仏教という文明がさまよっているうちに変質したのです。その変質はインドの外域でおこりました。大乗仏教が誕生してしまったのです。
大乗仏教の出発点でした。すぐれた人になるよりもいっそすぐれた人を拝もうというもので、釈迦の思想とは違った新思想が誕生したというべきでしょう。
大乗仏教におけるすぐれた人というのは、なまみの人間ではなく、真理そのものでした。真理、つまり空に一種の人格を与え、菩薩とか如来とかという名をつけ、それを讃え、人々はひれ伏したのです。
司馬遼太郎は仏教成立の当初は一神教的あるいは汎神教的な偶像あるいは人格崇拝の思想はなく、大乗に至って初めて空に一種の人格を与え、菩薩とか如来とかという名をつけ、それを讃え、人々はひれ伏したと述べる。「その変質はインドの外域でおこりました。大乗仏教が誕生してしまった」との言い方は司馬遼太郎が大乗を仏教とは考えていない、否定している風に見える。
④ひたすら鑽仰するという姿勢をとったのが十三世紀の日本の親鸞だと思います。この日本古代の形容詞は、単に金鍍金に驚いたということだけでなく、それ以上の内容を持っていました。欽明天皇は宗教的感動を持ったというよりも、もっと初歩的な感動を持ったはずです。それまでの日本の人物彫刻というと゛埴輪゛のような素朴なものだけでした。

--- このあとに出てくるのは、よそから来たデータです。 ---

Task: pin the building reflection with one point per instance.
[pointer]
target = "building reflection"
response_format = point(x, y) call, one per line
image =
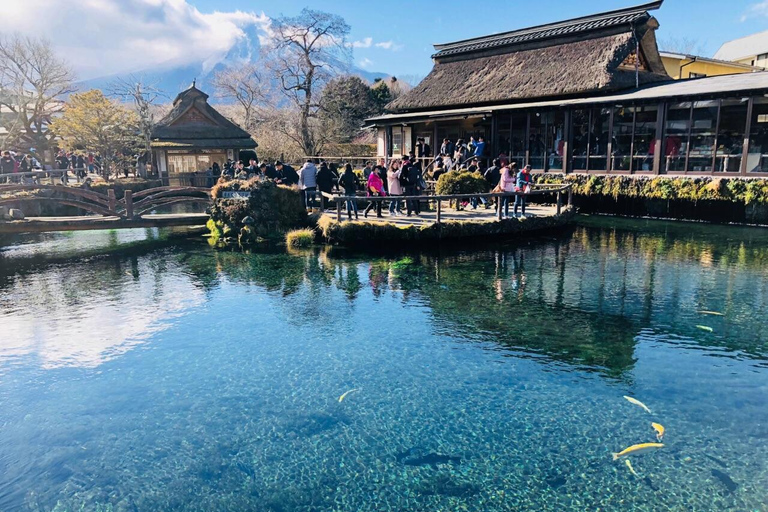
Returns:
point(579, 299)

この一部引用はここだけ読むと紛らわしい。「ひたすら鑽仰するという姿勢をとったのが十三世紀の日本の親鸞だと思います。」は親鸞が欽明天皇のようにキラギラしいものに対する崇拝を持つこと嫌っていることを指している。
「ひたすら鑽仰するという姿勢をとった」とは偶像崇拝ではなく弥陀の名号を鑽仰するという思想的な性向に司馬遼太郎が賛意を寄せているという意味だろう。
司馬遼太郎は仏教成立の当初と親鸞の初期仏教への人間臭い正直な回帰を好んだと読める。しかし蓮如以降の本願寺は記者として出入りしたにも関わらず、あるいは出入りしていたからこそか、お好みではないようだ。司馬遼太郎がどこかの会合で既成宗教団体のお歴々と同席して苦々しい目で眺めていたとどこかの記事で読んだ。また創価学会を宗教団体とは認めなかったとも書かれていた。
権威的なもの、きらぎらしいものを嫌う姿勢は司馬遼太郎の昭和軍部を嫌い続けた姿勢とも一致する。